Più volte, nel corso dei suoi romanzi, Fante ha argomentato la propria poetica; quella di una letteratura che nasce dalla vita e che solo in un secondo momento si costituisce come avventura totalizzante. Per poter scrivere, deve aver vissuto un’esperienza significativa, instaurando una circolarità che Tondelli, nella prefazione alla traduzione italiana di Dreams from Bunker Hill (Sogni di Bunker Hill), tradotta da Francesco Durante per Einaudi, definisce vita-scrittura-vita; non è un caso, allora, se la sconfitta di Bandini, come individuo, si ha quando non gli è permesso, per un motivo o per l’altro, scrivere. A detta di Tondelli, questi sono i momenti della strada.

Ed è a proposito di questo, ovvero della poetica della strada, che diviene ragionevole il confronto tra Fante e Kerouac, stigmatizzando la loro come una sorta di migrant writing nella sua accezione più vasta e più totalizzante, nella quale la migrazione può essere anche solo interna alla scrittura che riesce a caratterizzare il mito della letteratura americana: quello della fuga. A chi si pone la domanda se tra Fante e Kerouac sia esistito un rapporto letterario fatto di apprezzamento e conoscenza, non c’è modo di fornire una risposta autorevole, ma si potrebbe lasciare intendere, con questa affermazione di Tondelli, che l’ipotesi non risulti affatto remota: “Soltanto una decina d’anni più tardi, un altro grande scrittore, anch’egli figlio di poveri immigrati, il canuck (nomignolo attribuito ai franco-canadesi) Jack Kerouac darà a questo persistente mito della letteratura americana, quello della fuga, la sistemazione definitiva, dedicando a quelle e altre strade le pagine più belle e più sofferte che un americano abbia dedicato al proprio Paese. Non so se “il Grande Jack” abbia mai letto Fante, né se Fante abbia apprezzato i beat, cioè i beati. Diceva Allen Ginsberg: “Kerouac ha cercato la santità nella scrittura”, Fante certamente no. Ma, con i suoi toni bassi, ha raccontato per primo l’impossibilità di questa santità.

“Vivere era già abbastanza difficile, ma morire era un compito eroico.”
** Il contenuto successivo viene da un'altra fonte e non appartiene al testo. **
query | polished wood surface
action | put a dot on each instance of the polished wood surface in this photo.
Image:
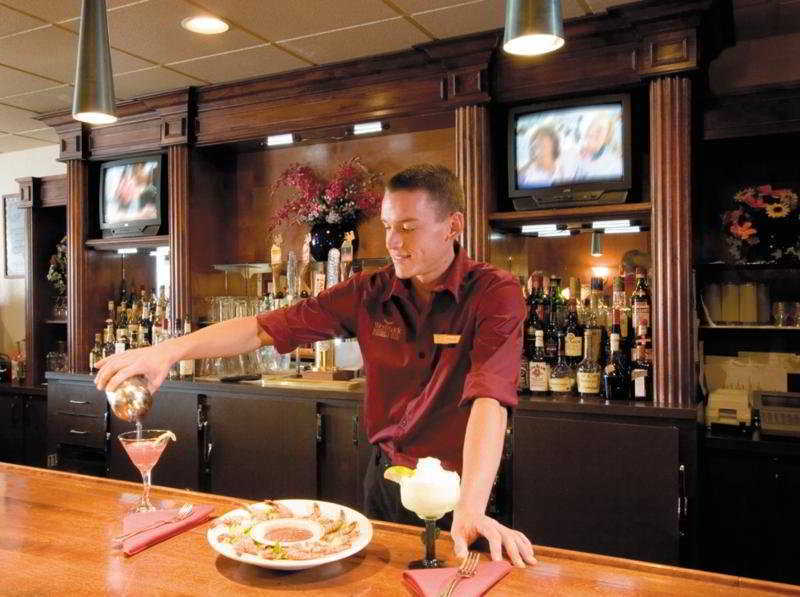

John Fante, Chiedi alla polvere

La prospettiva di un Fante “beat”, o meglio, l’idea di uno scrittore che, pur appartenendo alla vicenda etnica e subalterna, possa aver partecipato, essere entrato a far parte e addirittura aver influenzato la scrittura della Beat Generation, è stata manifestata anche da Barry Miles, il biografo di Charles Bukowski. Egli intitola il terzo capitolo della biografia Charles Bukowski, “On the Road”, riecheggiando il romanzo beat di Kerouac, e afferma poi che Bukowski amava quello stile di vita dissoluto fatto di disinibizioni sessuali e alcool, al punto tale, scrive Miles, che si sentiva come uno scrittore bohemian, proprio come John Fante.